What’s ugly about this is that this is at least twice as many comparisons as needed. Since we know one list is the reverse of the other, it suffices to compare the first half of one to the last half of the other. (In lists of odd length, the center element does not need to be compared at all, since it is always identical to itself.)
Alternatively, we could just traverse the list to check, carrying along a reversed version of what we have traversed so far, stop in the middle and then compare the reversed first half to the remainder (i.e. to the last half). The problem is: where to stop? We don’t know the length of the list until we have traversed the whole of it, hence we also don’t know what half its length is.
Enter the intriguing solution that was given on the Haskell Wiki, humbly titled “Here’s one that does half as many compares”, and that gave me a very nice lightbulb moment when I had gotten my head around it. Here’s my Prolog translation:
palindrome(List) :- palindrome(List,[],List). palindrome([First|Rest],Rev,[_,_|Rest2]) :- palindrome(Rest,[First|Rev],Rest2). palindrome([_|Rev],Rev,[_]). palindrome(Rev,Rev,[]).

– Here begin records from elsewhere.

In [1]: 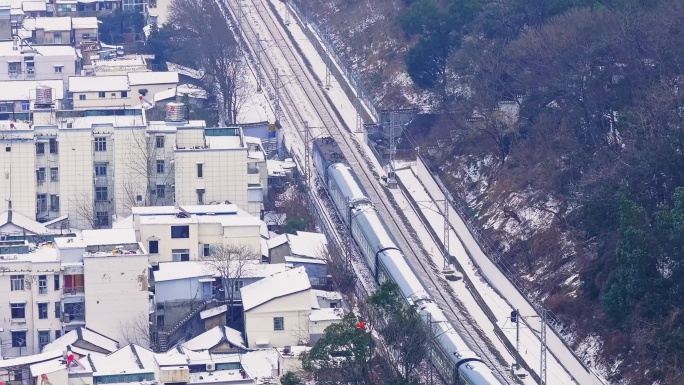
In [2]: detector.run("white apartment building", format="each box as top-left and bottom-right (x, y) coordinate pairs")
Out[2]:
(0, 40), (78, 83)
(0, 229), (149, 357)
(0, 79), (64, 116)
(128, 204), (263, 266)
(69, 72), (179, 110)
(0, 106), (267, 230)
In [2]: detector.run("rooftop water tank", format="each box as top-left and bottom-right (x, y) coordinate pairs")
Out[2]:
(35, 85), (53, 106)
(165, 102), (186, 122)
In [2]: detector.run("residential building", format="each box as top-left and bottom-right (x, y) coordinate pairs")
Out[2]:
(0, 229), (150, 357)
(240, 267), (314, 348)
(0, 40), (78, 83)
(85, 55), (148, 76)
(130, 204), (264, 266)
(18, 16), (99, 46)
(41, 326), (119, 354)
(0, 79), (64, 118)
(180, 325), (246, 353)
(267, 231), (328, 286)
(69, 72), (179, 110)
(54, 0), (119, 17)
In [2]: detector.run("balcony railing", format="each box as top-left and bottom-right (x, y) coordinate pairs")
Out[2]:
(63, 286), (85, 295)
(62, 312), (85, 323)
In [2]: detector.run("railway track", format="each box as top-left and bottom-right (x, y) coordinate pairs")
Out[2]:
(222, 0), (518, 383)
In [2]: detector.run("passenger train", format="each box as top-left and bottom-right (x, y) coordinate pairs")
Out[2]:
(313, 138), (504, 385)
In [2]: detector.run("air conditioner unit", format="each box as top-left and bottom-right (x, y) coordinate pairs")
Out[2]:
(205, 363), (215, 372)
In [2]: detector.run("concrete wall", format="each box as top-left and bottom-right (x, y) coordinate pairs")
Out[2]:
(59, 128), (95, 229)
(83, 253), (149, 347)
(243, 290), (311, 348)
(0, 136), (37, 220)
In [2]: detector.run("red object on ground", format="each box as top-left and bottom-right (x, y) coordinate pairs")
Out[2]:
(357, 321), (366, 329)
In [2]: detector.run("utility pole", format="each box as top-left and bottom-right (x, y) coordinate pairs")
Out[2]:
(255, 33), (262, 93)
(274, 68), (281, 122)
(283, 0), (290, 25)
(443, 196), (449, 270)
(346, 198), (353, 270)
(355, 97), (363, 133)
(428, 313), (433, 385)
(303, 120), (310, 187)
(324, 26), (331, 89)
(387, 112), (397, 188)
(540, 310), (548, 385)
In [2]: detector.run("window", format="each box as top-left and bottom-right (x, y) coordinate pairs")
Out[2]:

The trick is to carry along a second copy of the original list, popping two elements from it every time we pop one from the main copy. This way, when we reach the end of the second copy, we know we have reached the center of the first. There’s two recursion-ending clauses, one for odd-length and one for even-length lists. Ingenious!
As regards the first link, it would be astonishing if FP should really turn from – as I guess, not really being involved – an area mostly populated by aestheticist extremists to the dominant programming paradigm. Exciting.
Yes, isn’t it? Until recently I was like, yeah, functional programming is pretty neat, but I want to get stuff done so I keep using imperative. Then I made some experience with concurrent imperative programming, and I read that article. Both together changed my mind.